Anger is a prevalent sign of burnout. If you are angry at everything including your home life, you may be in throes of some form of burnout.

This generally arises from a feeling of helplessness. You can’t do anything about the problems that are causing you to feel burnt out, and so your lash out the only way you know how: with anger.

Again, not all anger is burn out. Some anger is righteous.

But if your find yourself disproportionately angry with everyone and everything you may have a problem. Anger is generally an emotion that is trying to tell you something about yourself, your life, or your situation.

Dread

You dread going to work, waking up in the morning, seeing patients, and just about anything you can think of. Once again, dread goes back to a feeling of helplessness.

If you feel like you can’t control your situation, then you don’t want to go into it and face the horror that you know is coming. This is why burnt out nurses call off so much.

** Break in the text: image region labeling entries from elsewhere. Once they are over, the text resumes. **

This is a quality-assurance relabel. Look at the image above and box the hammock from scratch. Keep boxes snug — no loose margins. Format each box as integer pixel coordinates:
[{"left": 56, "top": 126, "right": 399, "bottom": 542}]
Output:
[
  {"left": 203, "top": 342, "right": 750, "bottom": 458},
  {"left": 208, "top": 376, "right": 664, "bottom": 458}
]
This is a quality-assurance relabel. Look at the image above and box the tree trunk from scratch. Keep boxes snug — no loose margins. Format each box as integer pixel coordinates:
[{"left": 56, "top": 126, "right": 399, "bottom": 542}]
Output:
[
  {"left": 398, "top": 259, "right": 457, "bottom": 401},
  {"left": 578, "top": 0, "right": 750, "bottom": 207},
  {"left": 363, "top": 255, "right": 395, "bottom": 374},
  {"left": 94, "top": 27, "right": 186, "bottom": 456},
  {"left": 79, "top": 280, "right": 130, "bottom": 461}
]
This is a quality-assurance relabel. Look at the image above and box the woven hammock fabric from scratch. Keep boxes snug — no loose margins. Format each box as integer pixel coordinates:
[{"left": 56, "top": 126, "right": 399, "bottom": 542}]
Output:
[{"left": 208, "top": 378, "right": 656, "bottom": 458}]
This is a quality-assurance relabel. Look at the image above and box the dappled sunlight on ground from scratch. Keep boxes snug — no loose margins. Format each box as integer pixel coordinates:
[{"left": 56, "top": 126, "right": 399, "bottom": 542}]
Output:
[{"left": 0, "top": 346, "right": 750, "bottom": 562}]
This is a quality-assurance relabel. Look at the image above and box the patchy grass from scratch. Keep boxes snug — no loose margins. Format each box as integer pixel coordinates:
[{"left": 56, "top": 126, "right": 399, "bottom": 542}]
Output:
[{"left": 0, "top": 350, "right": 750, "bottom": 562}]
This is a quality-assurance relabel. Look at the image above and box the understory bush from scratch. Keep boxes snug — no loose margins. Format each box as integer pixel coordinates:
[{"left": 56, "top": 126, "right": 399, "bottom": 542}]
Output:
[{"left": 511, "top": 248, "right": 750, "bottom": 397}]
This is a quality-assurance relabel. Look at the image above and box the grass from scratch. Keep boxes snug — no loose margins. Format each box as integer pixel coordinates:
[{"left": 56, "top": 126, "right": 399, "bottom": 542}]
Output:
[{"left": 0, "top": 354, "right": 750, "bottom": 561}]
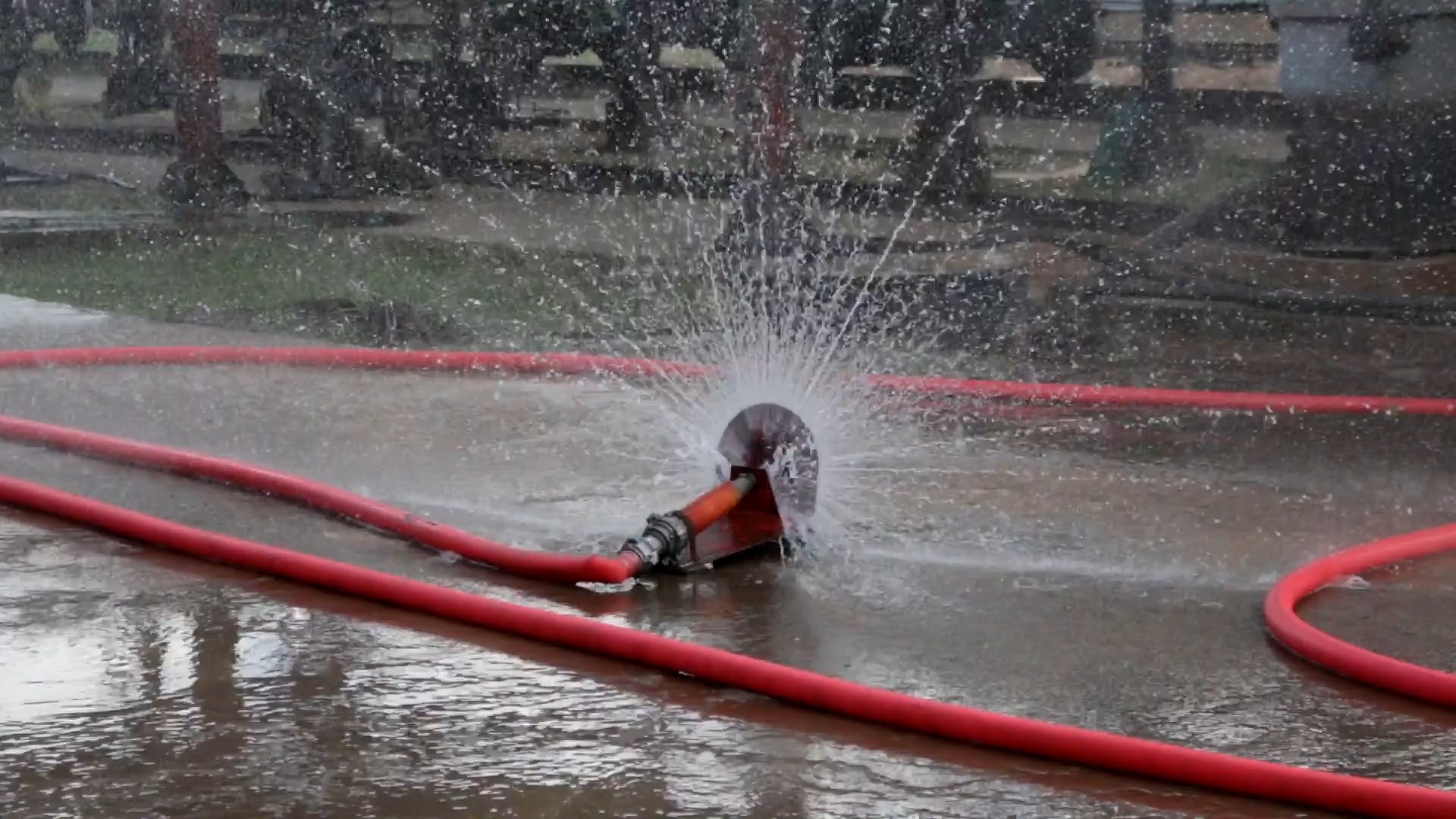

Who wants to go into a situation that they dread will be horrifying? If you find yourself shying away from work – or even other aspects of your life – you may be experiencing burnout, and you should look into getting it treated before it ruins your career.

Apathy

Unfortunately, apathy is another insidious form of burnout that just sneaks up on you. Somehow, someway, you just stop caring.

It isn’t that you don’t care about patients. You still do care about patients, but you generally don’t care about much else.

Apathy in burnout is a feeling of emptiness that extends to most things in your life. You feel like you are already dead, and you just don’t care what happens to you.

This is particularly scary because it skirts that boundaries of mental illness. If you are feeling apathetic, you probably see a therapist and get it check out.

Helplessness fuels this feeling of not caring. Why care when there is nothing you can do?

It is nihilistic and dark. If you just don’t care anymore, you are probably severely burnt out and need to seek help immediately.